Ha, I bet the main design goal of this system is to figure out how to make sure comments they don't like aren't right under the article. It's been typical that a highly upvoted and articulate top comment blows massive holes in the political agenda of a given article or oped. This is why so many of these publications have yanked comment sections altogether.


Sometimes this is the case, and sometimes the top comment is going on about Obamacare or chemtrails or Keynsianism or global warming. Regardless of the topic of the article.


Oh yes. It's all a huge conspiracy. Can't let the sheep get too uppity.

Baaaa. Baaaaaaa.

After all that's what open source is for, right?


Case example: The Guardian Op Ed section.


$3.9m over 2 years? Give me 2 years and I'll build that for $3.8m.


-3 Karma

Do better. Be useful to this community.


My point is that it's a ridiculous sum of money over a long time frame for something that's not very complicated and of questionable value.

I don't care about internet points.


So Mozilla's a web development company for hire nowadays?

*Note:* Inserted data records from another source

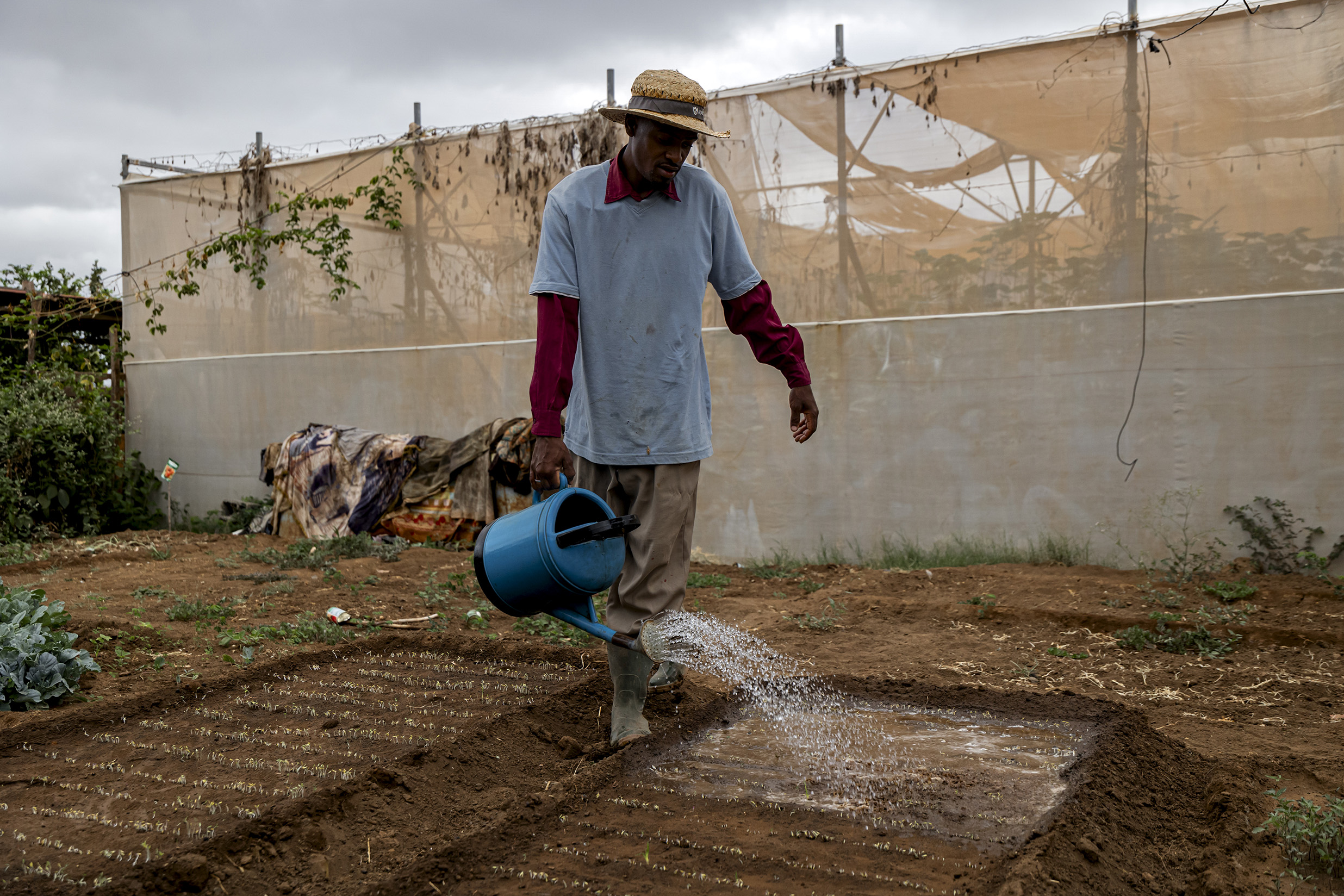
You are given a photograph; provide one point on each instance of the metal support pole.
(842, 189)
(34, 313)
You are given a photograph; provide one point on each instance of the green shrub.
(38, 665)
(1280, 544)
(62, 472)
(1311, 835)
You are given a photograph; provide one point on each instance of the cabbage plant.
(38, 664)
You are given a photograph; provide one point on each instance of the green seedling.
(479, 617)
(1230, 592)
(983, 603)
(828, 620)
(1311, 836)
(1061, 652)
(551, 631)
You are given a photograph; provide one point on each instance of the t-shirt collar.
(619, 187)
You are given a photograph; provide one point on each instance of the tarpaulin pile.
(343, 480)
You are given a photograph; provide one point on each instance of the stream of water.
(804, 742)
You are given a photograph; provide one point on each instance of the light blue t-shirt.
(642, 386)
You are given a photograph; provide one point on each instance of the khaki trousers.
(658, 555)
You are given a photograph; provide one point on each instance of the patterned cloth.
(340, 480)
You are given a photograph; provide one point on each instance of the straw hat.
(670, 97)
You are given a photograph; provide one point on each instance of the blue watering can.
(554, 557)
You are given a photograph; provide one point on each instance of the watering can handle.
(537, 496)
(599, 531)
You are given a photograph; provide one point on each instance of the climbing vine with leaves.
(246, 249)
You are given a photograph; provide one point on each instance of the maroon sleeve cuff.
(553, 369)
(752, 315)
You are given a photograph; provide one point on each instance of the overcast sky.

It seems to me that Mozilla has over expanded and is in search of a mission. A useable browser not beholden to the latest UX fads would be a start.


Mozilla's mission is to promote openness on the web. It is both easy to articulate and easy to understand.

Their mission is not to build a web browser for the sake of building a web browser. They build a browser to protect the web and you.

This project fits in with that mission too.


What UX fads?


They're probably moaning about Firefox 'copying Chrome' or something. Though they're not copying Chrome; Firefox has its own distinctive style and I much prefer it to Chrome's.